Os parceiros de esquerda do PS não garantem que vão aprovar o Orçamento do Estado para 2019 (OE2019). Depois de António Costa ter dito que se demite caso o OE2019 não seja aprovado, o Bloco de Esquerda, através da líder Catarina Martins, adverte que o documento terá de ser discutido “setor a setor”, enquanto o PCP, através do líder Jerónimo de Sousa, avisa que não assinará “de cruz” e que não existe “nenhum acordo que garanta em abstrato a sua aprovação”.

Jerónimo de Sousa e Catarina Martins reagiam à entrevista do líder do PS, publicada este sábado no DN, em que António Costa admite que sem Orçamento para 2019 a queda do Governo “é inevitável”.

Em Viana do Castelo, Jerónimo de Sousa, afirmou que o partido não assinará “de cruz” o Orçamento do Estado para 2019 e sublinhou que não há nenhuma maioria parlamentar nem nenhum acordo que garanta a aprovação do documento. “A proposta [de Orçamento do Estado] é da responsabilidade do Governo minoritário do PS. Não há nenhuma maioria parlamentar nem nenhum acordo que garanta em abstrato a sua aprovação”, referiu.

Durante uma assembleia da organização distrital do PCP, Jerónimo de Sousa avisou que “o PCP não desperdiçará nenhuma oportunidade para fazer avançar direitos e salários, é isso que temos feito. Mas não peçam ao PCP para assinar de cruz seja o que for” Disse que o PCP “honrará a palavra dada”, mas não está disponível para dar “uma palavra no escuro”. “Não podem pedir ‘assinem lá de cruz’ que depois a gente logo vê”, sublinhou.

O secretário-geral do PCP criticou estas referências ao orçamento para 2019 numa altura em que ainda se está “a meses” de se conhecer a proposta, críticas que estendeu a Marcelo Rebelo de Sousa.  “Há poucos dias, ouvimos o Presidente da República pronunciar-se pela viabilização do Orçamento com um determinismo que surpreende.
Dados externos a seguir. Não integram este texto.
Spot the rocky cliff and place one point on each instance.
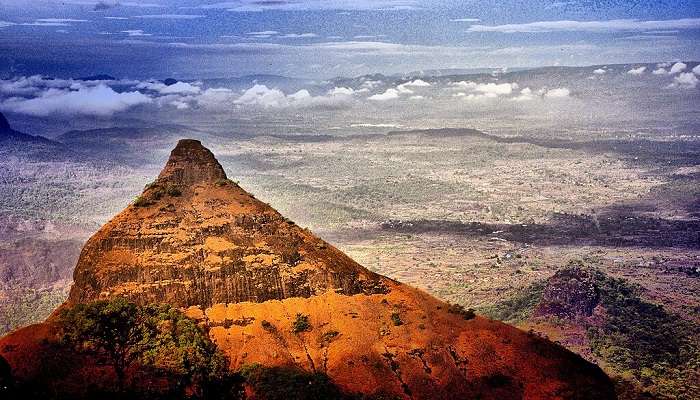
(197, 240)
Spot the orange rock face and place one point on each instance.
(197, 240)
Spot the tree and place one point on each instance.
(180, 348)
(157, 336)
(114, 329)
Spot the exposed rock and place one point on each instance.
(197, 240)
(571, 293)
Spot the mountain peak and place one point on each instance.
(191, 163)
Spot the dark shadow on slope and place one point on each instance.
(611, 230)
(643, 151)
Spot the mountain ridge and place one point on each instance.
(198, 241)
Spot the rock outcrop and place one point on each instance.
(197, 240)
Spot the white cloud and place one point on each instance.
(637, 71)
(216, 98)
(497, 89)
(416, 83)
(525, 95)
(170, 16)
(176, 88)
(677, 67)
(589, 26)
(99, 100)
(390, 94)
(465, 20)
(135, 32)
(557, 93)
(262, 96)
(480, 97)
(685, 80)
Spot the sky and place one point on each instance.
(322, 39)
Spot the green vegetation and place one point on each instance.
(158, 337)
(328, 337)
(466, 313)
(141, 201)
(173, 191)
(655, 350)
(650, 351)
(301, 324)
(23, 307)
(278, 383)
(519, 307)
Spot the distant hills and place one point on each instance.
(271, 294)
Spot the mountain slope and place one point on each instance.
(271, 293)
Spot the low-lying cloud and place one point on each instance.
(100, 100)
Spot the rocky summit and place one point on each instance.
(196, 240)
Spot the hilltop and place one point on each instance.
(271, 293)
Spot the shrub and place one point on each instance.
(328, 337)
(396, 319)
(467, 313)
(173, 191)
(301, 324)
(141, 201)
(267, 326)
(154, 336)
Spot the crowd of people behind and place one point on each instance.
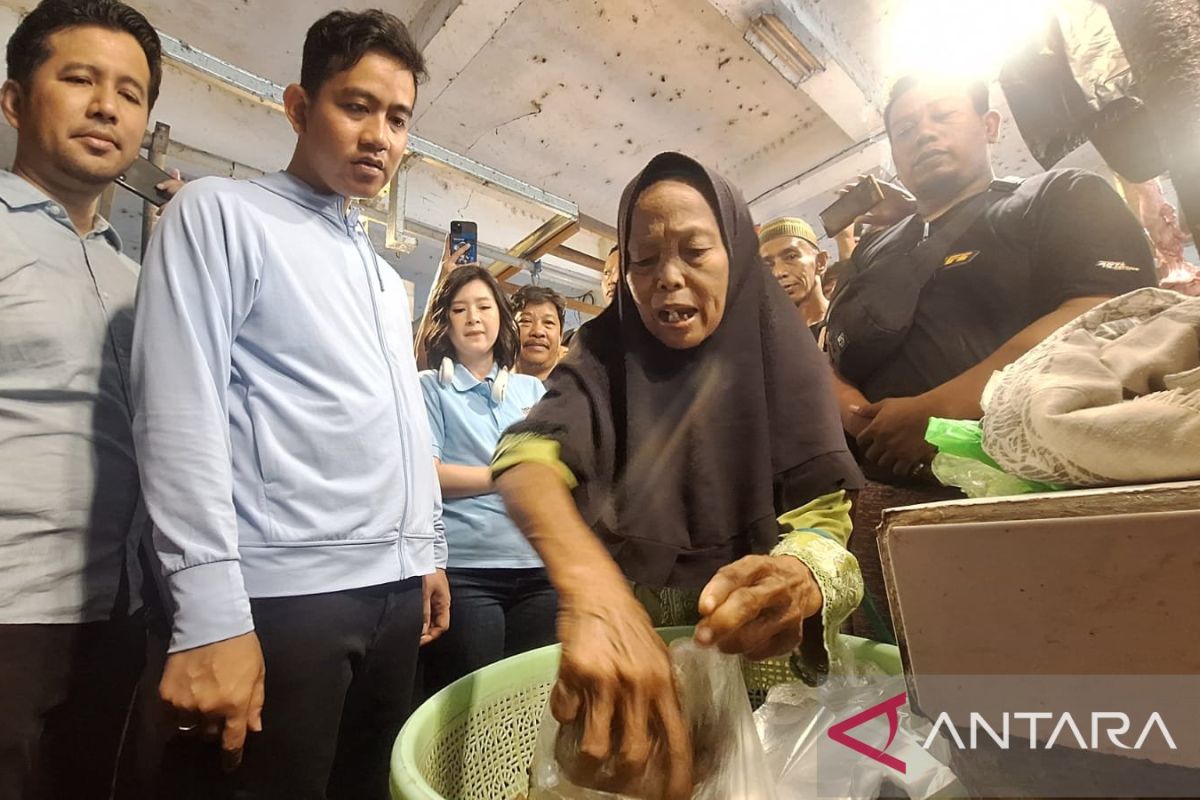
(235, 510)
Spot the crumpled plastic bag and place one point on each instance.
(961, 462)
(727, 757)
(795, 726)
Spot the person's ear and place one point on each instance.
(991, 124)
(295, 106)
(12, 100)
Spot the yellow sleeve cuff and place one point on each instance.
(817, 534)
(827, 517)
(531, 449)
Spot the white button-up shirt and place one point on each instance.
(70, 513)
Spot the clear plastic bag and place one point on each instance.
(961, 462)
(727, 757)
(795, 725)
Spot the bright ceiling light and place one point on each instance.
(961, 37)
(780, 43)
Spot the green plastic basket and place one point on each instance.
(474, 739)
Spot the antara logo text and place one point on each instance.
(1114, 726)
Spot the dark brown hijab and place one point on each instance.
(687, 457)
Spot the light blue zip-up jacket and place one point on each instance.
(280, 427)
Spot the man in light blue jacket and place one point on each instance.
(283, 444)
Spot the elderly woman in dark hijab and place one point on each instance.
(688, 453)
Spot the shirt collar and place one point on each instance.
(463, 380)
(19, 194)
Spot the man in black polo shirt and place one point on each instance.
(981, 272)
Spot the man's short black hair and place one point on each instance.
(532, 295)
(339, 40)
(29, 48)
(977, 90)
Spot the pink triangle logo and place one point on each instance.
(892, 708)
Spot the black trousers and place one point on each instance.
(496, 614)
(65, 696)
(340, 674)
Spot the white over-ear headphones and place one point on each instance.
(499, 386)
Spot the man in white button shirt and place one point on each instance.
(82, 79)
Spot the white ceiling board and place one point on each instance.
(576, 96)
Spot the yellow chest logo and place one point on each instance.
(958, 259)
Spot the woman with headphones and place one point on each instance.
(503, 601)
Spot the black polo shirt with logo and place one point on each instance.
(1059, 235)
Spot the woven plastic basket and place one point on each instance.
(474, 739)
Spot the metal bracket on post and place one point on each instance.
(397, 239)
(544, 240)
(156, 152)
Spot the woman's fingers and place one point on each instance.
(774, 595)
(564, 703)
(677, 746)
(598, 714)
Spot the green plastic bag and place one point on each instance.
(961, 462)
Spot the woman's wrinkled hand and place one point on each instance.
(617, 685)
(757, 605)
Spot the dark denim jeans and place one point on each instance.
(493, 614)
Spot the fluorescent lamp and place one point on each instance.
(783, 48)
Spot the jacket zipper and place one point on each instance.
(351, 230)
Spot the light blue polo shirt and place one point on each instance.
(467, 425)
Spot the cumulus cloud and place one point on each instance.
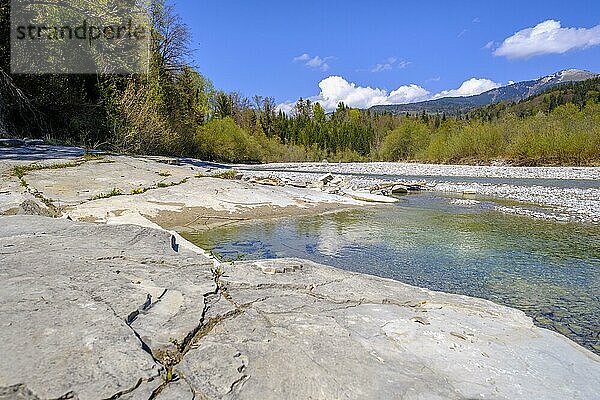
(489, 45)
(390, 64)
(471, 87)
(315, 62)
(548, 37)
(336, 89)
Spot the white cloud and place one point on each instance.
(389, 64)
(548, 37)
(471, 87)
(336, 89)
(489, 45)
(315, 62)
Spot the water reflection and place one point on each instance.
(549, 270)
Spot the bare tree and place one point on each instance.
(171, 36)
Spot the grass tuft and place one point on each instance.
(112, 193)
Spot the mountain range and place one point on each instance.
(511, 93)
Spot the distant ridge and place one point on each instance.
(514, 92)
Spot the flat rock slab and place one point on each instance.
(96, 311)
(305, 331)
(91, 311)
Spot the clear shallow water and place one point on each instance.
(547, 269)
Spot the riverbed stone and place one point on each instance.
(82, 311)
(96, 311)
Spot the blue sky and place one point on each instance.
(286, 49)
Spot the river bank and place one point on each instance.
(113, 305)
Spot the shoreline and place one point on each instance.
(327, 321)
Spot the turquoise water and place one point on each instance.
(549, 270)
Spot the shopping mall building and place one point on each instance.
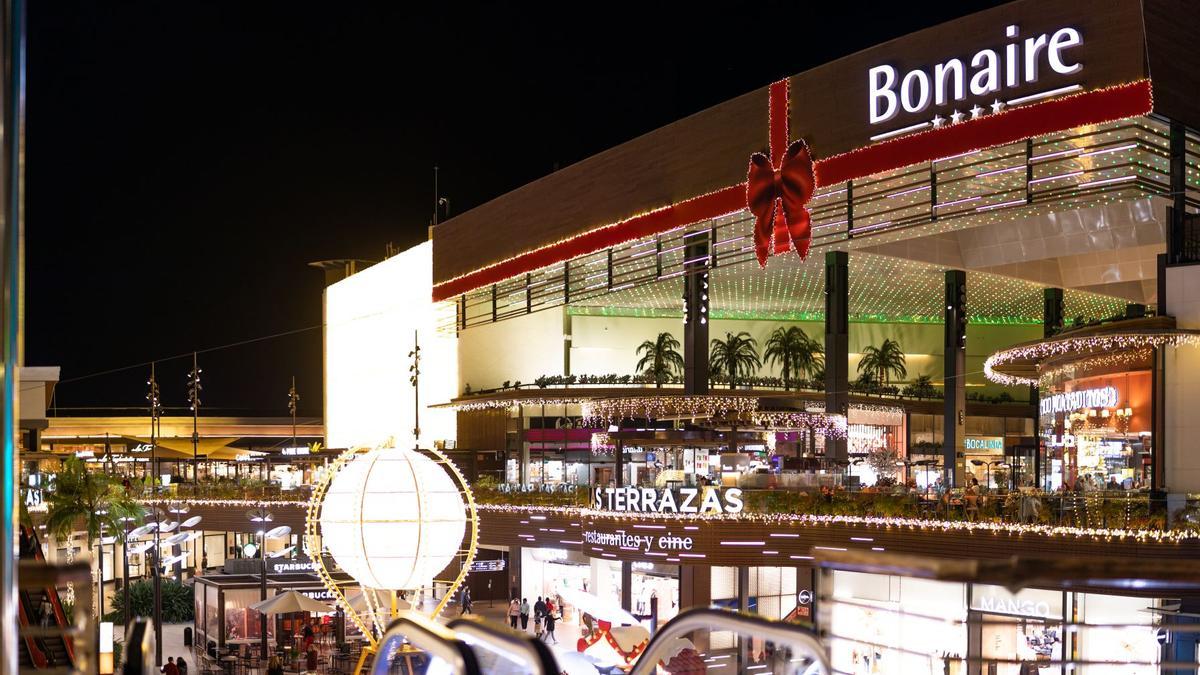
(1008, 201)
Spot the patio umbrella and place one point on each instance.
(291, 602)
(575, 663)
(603, 610)
(358, 602)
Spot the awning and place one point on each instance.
(181, 448)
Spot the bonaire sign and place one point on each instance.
(651, 500)
(987, 73)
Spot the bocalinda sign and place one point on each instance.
(652, 500)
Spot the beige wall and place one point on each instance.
(517, 348)
(1181, 384)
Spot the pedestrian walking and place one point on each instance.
(47, 611)
(514, 613)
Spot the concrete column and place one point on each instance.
(743, 605)
(837, 344)
(695, 320)
(627, 585)
(515, 571)
(955, 354)
(567, 341)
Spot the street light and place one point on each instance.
(261, 517)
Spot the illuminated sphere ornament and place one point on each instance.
(393, 518)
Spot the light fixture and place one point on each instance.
(393, 519)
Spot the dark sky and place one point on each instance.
(186, 160)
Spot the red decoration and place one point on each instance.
(777, 198)
(1090, 107)
(779, 184)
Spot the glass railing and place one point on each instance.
(1111, 509)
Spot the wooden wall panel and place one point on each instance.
(709, 150)
(483, 429)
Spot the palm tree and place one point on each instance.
(810, 358)
(93, 499)
(737, 356)
(781, 347)
(885, 360)
(795, 352)
(661, 357)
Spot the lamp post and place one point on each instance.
(193, 401)
(155, 402)
(999, 464)
(262, 517)
(293, 400)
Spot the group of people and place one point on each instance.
(546, 614)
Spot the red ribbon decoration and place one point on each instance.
(779, 184)
(777, 197)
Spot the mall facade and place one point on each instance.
(987, 237)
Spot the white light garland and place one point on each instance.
(809, 520)
(508, 404)
(1080, 345)
(603, 411)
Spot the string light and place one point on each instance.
(1069, 346)
(1051, 375)
(604, 411)
(855, 163)
(505, 404)
(886, 523)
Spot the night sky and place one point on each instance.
(186, 160)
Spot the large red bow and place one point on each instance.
(791, 184)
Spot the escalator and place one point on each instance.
(46, 651)
(414, 645)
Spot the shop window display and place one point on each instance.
(1096, 432)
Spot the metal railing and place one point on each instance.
(882, 632)
(79, 631)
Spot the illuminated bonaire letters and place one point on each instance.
(987, 72)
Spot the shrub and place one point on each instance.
(178, 602)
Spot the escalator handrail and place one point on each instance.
(139, 646)
(430, 637)
(35, 652)
(706, 619)
(532, 650)
(52, 595)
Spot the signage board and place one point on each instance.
(665, 500)
(1071, 401)
(642, 542)
(993, 71)
(496, 565)
(983, 443)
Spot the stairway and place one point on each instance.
(54, 650)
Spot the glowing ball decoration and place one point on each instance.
(393, 519)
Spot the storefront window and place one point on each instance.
(895, 625)
(551, 573)
(1025, 627)
(1120, 631)
(1096, 432)
(243, 623)
(655, 592)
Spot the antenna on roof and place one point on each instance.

Segundo o seu raciocínio, o que importa é que ele seja aprovado, não interessa como, nem com que conteúdo nem que ele não exista”, referiu o líder do PCP.

Catarina Martins pede OE que “vá mais além”

Também a líder do BE, Catarina Martins, disse esperar que o próximo Orçamento do Estado cumpra o acordado em 2015 e “que vá mais além, aproveitando o crescimento económico para responder a quem mais precisa”. Em declarações aos jornalistas à margem da conferência sobre “O envelhecimento em Portugal e a sociedade portuguesa no futuro”, promovida pelo Centro Comunitário da Gafanha do Carmo, em Ílhavo, Catarina Martins garantiu que “não há este ano nenhuma novidade em relação aos anos anteriores” e que o BE fará “como tem feito todos os anos, uma negociação setor a setor” do Orçamento do Estado para 2019.

Uma negociação que, disse, “é sempre complicada e tem sempre as suas dificuldades, para recuperar rendimentos do trabalho, salários e pensões, combater as desigualdades”. Segundo a líder do BE, o acordo firmado em 2015 “está escrito e tem medidas” e algumas “têm de ser implementadas no último Orçamento do Estado.

“Nós temos um caderno de encargos claro sobre várias medidas e estamos à espera que neste Orçamento do Estado se dê resposta a elas. O que assinámos em 2015 tem de ser cumprido. Para além disso, que ninguém põe em causa, temos feito todos os anos uma negociação para perceber onde é que se pode ir mais longe do que o acordado”, afirmou.

A líder do Bloco salientou ainda que “o país não ficou parado e há outras questões a que é preciso responder” e que, com a economia a crescer, “há hoje disponibilidade para responder melhor a problemas que o país tem, onde 2,4 milhões de pessoas vivem em situação de pobreza”.

“Temos divergências que já eram conhecidas. O PS, BE e PCP têm posições diferentes sobre várias matérias, mas assinámos acordos que têm a base da negociação dos orçamentos do Estado a cada ano e é isso que temos feito. Este ano estamos para negociar o Orçamento, um trabalho que é difícil, mas que terá de ter a mesma disponibilidade dos anos anteriores dos vários partidos e do governo para ser possível”, concluiu.